Sizleri bilemem ama benim aklım sıra seçim süreci ve sonuçları, yakın gelecekte, “Yeni Bir Türk Medeniyeti” nin ortaya çıkıp çıkamayacağının da ciddi bir göstergesi olarak görülebilir. Tercihler bunu hızlandırıcı mı yoksa geciktirici mi olacaktır! Çünkü seçimlerde, siz, çeşitli kademeleri yönetecek beyin unsurlarını görevlendiriyorsunuz. Bunların ne kadar isabetli seçildiği temel meseledir.

Sağlam ve kabiliyetli dost beyin organları veya hasta (yahut mikroplu, vücuda düşman) beyin yapıları.

Bu ne demektir?

Seçilenlerin niyetleri, karakterleri, seciyeleri, bilgi ve donanımları demektir.

Aslında bu sınav çok da zor sayılmaz. Çünkü siyasi partiler ve seçilecek adaylar kendi seciyelerini ortaya koyuyorlar, maskelemek isteseler bile var olan yanlışları belli oluyor, gizleyemiyorlar.

Farklı partilerin var olan sahtelikleri seçim sürecinde sırıtıyordu. Tabii ki süslemeye ve gizlemeye çalışıyorlardı ama bu defa yalanları artıyordu ve bazılarının sahip olduklarını söyledikleri “Değer Ölçüleri” nin yokluğu gören gözler için kesinleşiyordu.

Öte yandan seçmen de bunları görüyor, fakat, gerçekten anlayabiliyor mu? Anlayabilecek kadar kendi “Değer Ölçüleri” nin idrakinde ve umurunda mı, yeterli muhakeme ve bilgi seviyesine sahip mi idi? Bunlar da onun kendi kendini muhakeme etmesi gereken durumlardır.

Hemen bir itirazınızı görür gibiyim!

İşsiz ve aç adamın toplum için aklıselim gerektiren konularla ne işi olur diyorsunuz ve haklısınız.

Nüfusun en az yarısı bu durumda iken, nelerden bahsediyoruz, değil mi!!!

***

31 MART 1918

Bilmemiz gereken bir tarihtir.

Türk Dünyasının karşılaştığı en büyük felaketlerden birinin tarihidir 31 Mart 1918.

Azerbaycan’da Bakü, Nahçıvan ve Karabağ’da Ermeni ve Rus çetelerinin yaklaşık 25.000 Azeri Türkünü katlettikleri gündür, o gün.

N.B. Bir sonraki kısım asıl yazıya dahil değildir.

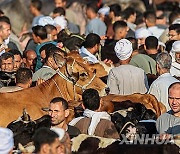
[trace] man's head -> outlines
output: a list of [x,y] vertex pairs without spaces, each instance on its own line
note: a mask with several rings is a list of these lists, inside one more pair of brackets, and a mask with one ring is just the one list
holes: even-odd
[[35,152],[39,154],[57,154],[61,146],[59,136],[49,128],[38,129],[33,136]]
[[110,19],[120,16],[121,6],[119,4],[112,4],[109,7],[110,7],[110,12],[109,12]]
[[9,53],[12,53],[14,55],[14,71],[17,71],[22,63],[22,55],[19,50],[12,49],[9,50]]
[[83,107],[92,111],[96,111],[100,107],[99,93],[95,89],[86,89],[82,94]]
[[180,40],[180,24],[169,26],[169,40]]
[[157,50],[158,49],[158,39],[155,36],[147,37],[145,39],[145,49],[147,50],[147,53],[148,53],[148,50]]
[[56,18],[57,16],[65,16],[65,15],[66,15],[66,12],[63,7],[56,7],[53,10],[53,18]]
[[13,132],[8,128],[0,127],[0,152],[4,154],[11,154],[13,147]]
[[99,51],[100,40],[101,40],[101,38],[99,37],[99,35],[94,34],[94,33],[89,33],[86,36],[86,39],[85,39],[85,42],[83,43],[83,45],[85,48],[91,49],[92,54],[95,54],[96,52]]
[[175,82],[169,86],[168,100],[174,115],[180,117],[180,82]]
[[42,43],[43,40],[47,39],[47,31],[44,26],[34,26],[32,27],[33,39],[35,43]]
[[154,11],[147,11],[144,13],[144,22],[147,27],[156,25],[156,13]]
[[63,127],[69,116],[68,102],[62,97],[53,98],[49,106],[49,115],[53,126]]
[[168,73],[172,64],[172,57],[167,52],[161,52],[156,57],[156,69],[159,75]]
[[127,22],[134,23],[136,20],[136,11],[132,7],[126,8],[122,12],[122,18],[126,20]]
[[67,0],[54,0],[56,7],[63,7],[66,8]]
[[37,11],[40,12],[42,9],[41,0],[31,0],[29,9],[33,15],[35,15]]
[[0,56],[1,71],[12,72],[14,70],[14,56],[12,53],[5,52]]
[[175,61],[180,64],[180,41],[175,41],[172,44],[171,52],[175,55]]
[[23,62],[25,63],[26,67],[31,69],[33,72],[36,66],[37,55],[34,50],[26,50],[23,53]]
[[0,16],[0,41],[6,40],[11,34],[11,23],[8,17]]
[[145,44],[145,39],[151,36],[151,32],[147,30],[146,28],[142,27],[135,31],[135,37],[138,40],[138,46]]
[[98,13],[98,7],[96,3],[90,3],[87,5],[86,8],[86,15],[89,19],[93,19],[94,17],[97,16]]
[[[52,46],[45,50],[45,54],[46,57],[44,59],[44,62],[52,69],[57,70],[59,67],[64,65],[66,53],[60,48]],[[58,55],[57,58],[56,55]]]
[[129,63],[133,51],[132,43],[127,39],[121,39],[116,43],[114,51],[121,63]]
[[57,28],[56,28],[56,26],[48,24],[45,26],[45,28],[47,31],[48,40],[50,40],[50,41],[56,40],[57,39]]
[[29,88],[32,84],[32,71],[29,68],[19,68],[15,80],[17,86]]
[[116,21],[113,24],[114,39],[120,40],[126,37],[129,28],[125,21]]

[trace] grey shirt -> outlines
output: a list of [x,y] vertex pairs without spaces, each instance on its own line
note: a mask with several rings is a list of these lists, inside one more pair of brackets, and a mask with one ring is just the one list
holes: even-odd
[[179,134],[180,133],[180,117],[175,117],[173,111],[170,110],[162,114],[156,121],[156,129],[158,133]]

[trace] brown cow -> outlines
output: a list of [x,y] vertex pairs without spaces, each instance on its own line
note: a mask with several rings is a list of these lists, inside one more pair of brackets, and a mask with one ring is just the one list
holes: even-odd
[[96,74],[85,71],[75,60],[68,59],[67,65],[44,83],[22,91],[0,94],[0,126],[17,119],[23,108],[32,119],[37,119],[44,114],[41,109],[48,107],[52,98],[61,96],[68,101],[78,100],[86,88],[95,88],[101,93],[105,84]]

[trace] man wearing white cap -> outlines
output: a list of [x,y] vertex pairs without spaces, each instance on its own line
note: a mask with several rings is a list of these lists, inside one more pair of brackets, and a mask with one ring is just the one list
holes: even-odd
[[0,154],[12,154],[14,147],[13,132],[0,127]]
[[144,45],[145,39],[151,35],[151,32],[144,27],[137,29],[135,31],[135,37],[138,40],[138,46]]
[[173,43],[170,54],[172,56],[170,73],[173,76],[180,77],[180,41]]
[[132,43],[127,39],[121,39],[116,43],[114,50],[120,66],[109,72],[107,85],[110,93],[121,95],[146,93],[148,82],[144,70],[129,64],[133,51]]

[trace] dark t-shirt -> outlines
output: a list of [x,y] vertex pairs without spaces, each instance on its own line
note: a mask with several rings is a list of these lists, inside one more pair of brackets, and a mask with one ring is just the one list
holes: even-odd
[[73,137],[78,136],[79,134],[81,134],[80,130],[74,126],[70,126],[68,125],[68,130],[67,130],[70,138],[72,139]]

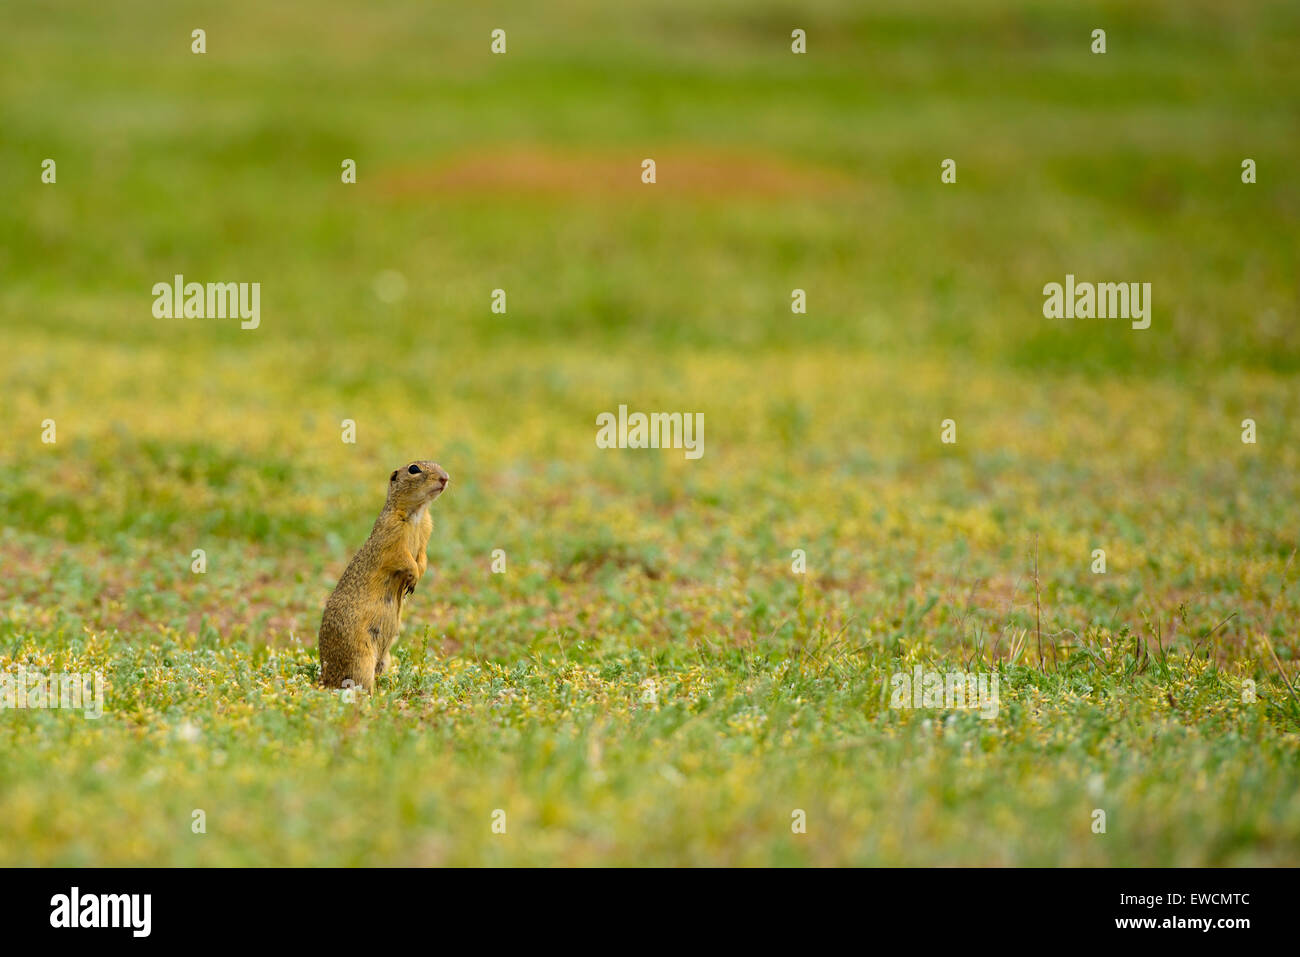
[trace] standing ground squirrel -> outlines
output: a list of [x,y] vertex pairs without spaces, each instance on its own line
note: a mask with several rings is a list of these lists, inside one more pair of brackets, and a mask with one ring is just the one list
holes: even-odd
[[436,462],[412,462],[388,477],[384,510],[321,615],[320,676],[327,688],[341,688],[350,678],[369,691],[389,670],[402,601],[429,564],[429,503],[449,481]]

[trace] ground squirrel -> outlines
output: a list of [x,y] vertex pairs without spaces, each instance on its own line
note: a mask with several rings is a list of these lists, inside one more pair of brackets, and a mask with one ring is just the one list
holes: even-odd
[[412,462],[388,477],[388,501],[352,557],[320,620],[320,676],[328,688],[348,679],[367,691],[390,670],[402,601],[429,563],[429,504],[450,477],[436,462]]

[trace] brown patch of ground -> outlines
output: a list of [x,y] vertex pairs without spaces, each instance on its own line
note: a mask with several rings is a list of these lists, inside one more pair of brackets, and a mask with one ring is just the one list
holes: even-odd
[[[54,587],[58,570],[70,566],[80,577],[80,587]],[[163,612],[139,607],[138,597],[133,602],[132,590],[138,594],[146,576],[155,593],[177,596],[181,607]],[[0,604],[21,603],[24,620],[39,627],[52,626],[64,612],[79,616],[94,631],[147,634],[177,629],[193,634],[206,619],[221,634],[247,633],[268,644],[287,641],[290,634],[314,640],[320,616],[315,593],[321,593],[323,604],[328,589],[304,592],[301,586],[284,584],[293,581],[294,569],[288,566],[283,575],[262,571],[247,579],[218,580],[215,575],[192,574],[187,555],[142,554],[123,560],[63,542],[36,547],[0,540]]]
[[[752,151],[676,147],[653,153],[653,188],[675,195],[807,198],[848,192],[855,185],[840,170]],[[644,158],[630,152],[501,146],[462,153],[431,166],[392,170],[381,174],[379,190],[391,197],[467,193],[632,197],[638,190],[652,188],[641,182]]]

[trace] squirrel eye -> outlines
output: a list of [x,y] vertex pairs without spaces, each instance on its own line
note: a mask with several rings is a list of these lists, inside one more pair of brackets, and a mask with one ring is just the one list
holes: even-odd
[[412,465],[412,466],[411,466],[409,469],[407,469],[406,471],[410,472],[412,475],[419,475],[419,474],[420,474],[420,466],[418,466],[418,465]]
[[388,476],[388,481],[390,481],[390,482],[396,482],[396,481],[397,481],[397,469],[393,469],[393,474],[390,475],[390,476]]

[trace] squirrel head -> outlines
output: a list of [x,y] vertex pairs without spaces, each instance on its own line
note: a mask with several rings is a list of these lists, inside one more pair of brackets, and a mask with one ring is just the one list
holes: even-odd
[[420,511],[451,481],[437,462],[420,460],[400,469],[393,469],[388,477],[388,507],[401,512],[403,517]]

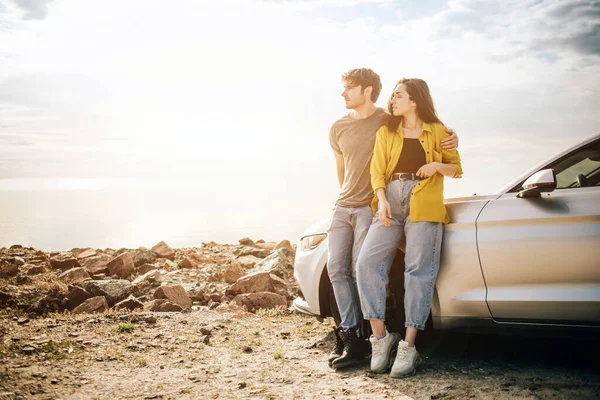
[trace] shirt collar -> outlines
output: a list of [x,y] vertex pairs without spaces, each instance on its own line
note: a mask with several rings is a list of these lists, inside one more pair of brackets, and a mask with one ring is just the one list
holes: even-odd
[[[400,128],[404,127],[404,121],[400,121]],[[423,122],[423,131],[427,131],[429,133],[433,132],[433,124],[427,123],[427,122]]]
[[427,132],[433,132],[433,126],[432,124],[429,124],[427,122],[423,122],[423,130],[427,131]]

Bize karşı, işlemediğimiz 1915 soykırım suçlaması yaparlar ama daha dün gibi yakın 26 Şubat 1992 Hocalı katliamını hiç kimse görmez. ...

Ve Hızır olup, imdada yetişen Türk İslam Ordusu ve Komutanı Nuri Paşa’yı unutamayız.

Sitemim başta Ankara’yadır. Ey Türkiye Uyumayalım, Unutmayalım, Uyandıralım!

Abdullah Gül Ermenistan’a gitti, Ermeni açılımı başlattı, korkudan cam fanus içinde futbol maçı seyretti. Geldi Ermeni Cumhurbaşkanı ile Bursa’da maç seyretti, Azerbaycan bayraklarını polisimize toplattı, stattan çıkarttı ve çöpe attırdı. Ne kazandı? Hiç! Ermeni açılımı ne oldu? Fiyasko!

İki sonuç çıktı: Kendi milletine Ermeni katliamlarını unutturdu, dünya bizi soykırımcı olarak tanımaya devam etti.